Feature Request - Unusual Counter Wraparounds

bestpa · Post by **bestpa** » Tue Apr 10, 2012 2:55 pm

Hi,

I absolutely love CACTI.

I run on various systems and collect many counters from a variety of ISP and telecom-style equipment.

One of the problems we run into is when we data source from a counter that can roll around from time to time, but not on a normal 32-bit or 64-bit integer. This can occur:
- when an application is restarted or reloaded (ie. BIND zone statistics)
- when the only counter provided is according to time (ie. hourly zero-ing out of statistics, common on telecom MSS's)

In order to temporarily fix this problem, we have built a "buffer" zone in a non-related mysql table, where the current poll delta is examined and added to a never-ending value. When a call is made to an external script from cacti, that script presents a "TO-REPORT" value, which will never expect to wrap until a natural 64-bit rollover number is found.
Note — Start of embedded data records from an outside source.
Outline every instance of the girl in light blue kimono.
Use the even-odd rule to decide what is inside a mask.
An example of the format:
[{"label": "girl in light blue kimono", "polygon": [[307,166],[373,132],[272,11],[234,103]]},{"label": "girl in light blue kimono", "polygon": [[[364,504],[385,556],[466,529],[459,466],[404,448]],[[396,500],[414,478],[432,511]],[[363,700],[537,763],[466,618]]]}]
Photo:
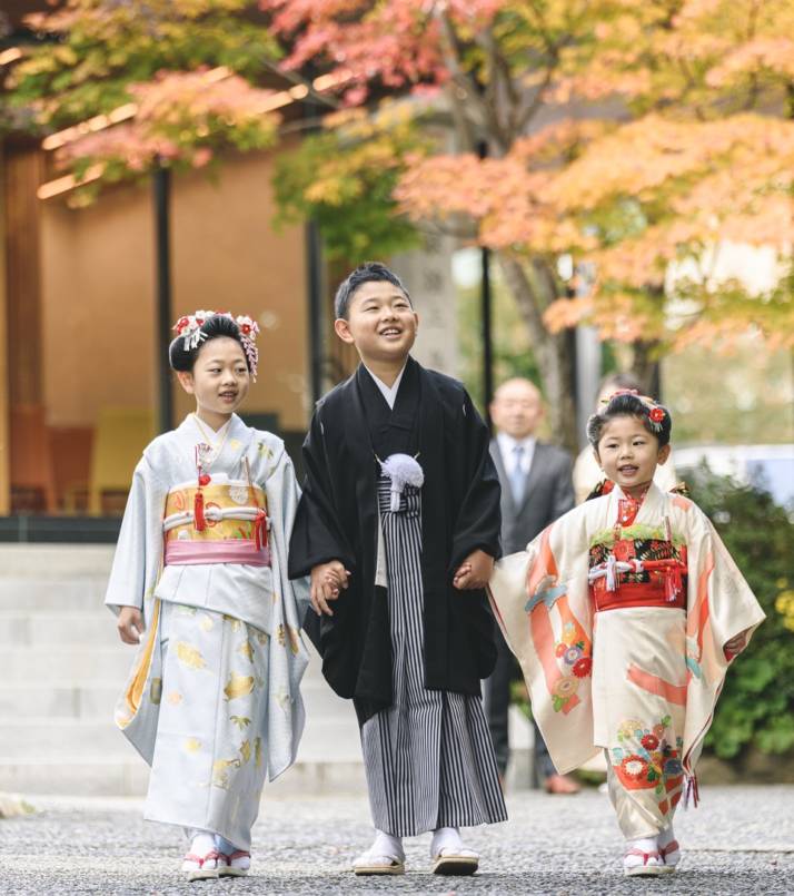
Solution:
[{"label": "girl in light blue kimono", "polygon": [[287,578],[299,491],[284,442],[235,414],[256,323],[196,312],[175,329],[196,412],[136,467],[106,603],[139,644],[116,721],[151,766],[145,817],[185,828],[193,880],[248,872],[265,776],[295,760],[308,590]]}]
Is it possible to identify , or flag, certain data sources as being "abnormal", such that when a wrap-around is detected, it can use previous deltas to guesstimate what the delta might look like, instead of assuming a 64- or 32- bit wraparound?

Techniques such as Data-Source limits (NaN) create fugly gaps in our charts. The temporary fix we use is cumbersome at best.

Thanks!

Post by **gandalf** » Tue Apr 10, 2012 3:24 pm

Usually, filtering "invalid" updates is done by using a specific MAX value on the data source item.
R.

bestpa · Post by **bestpa** » Tue Apr 10, 2012 4:00 pm

Thank you for your quick response.

Is it not true that if a DS limit is reached, the result is a "NaN", which will pollute the clean line drawn in a graph by creating a "gap" in the represented data? (example, graphing: 9933, 9948, 9999, NaN, 9893, etc).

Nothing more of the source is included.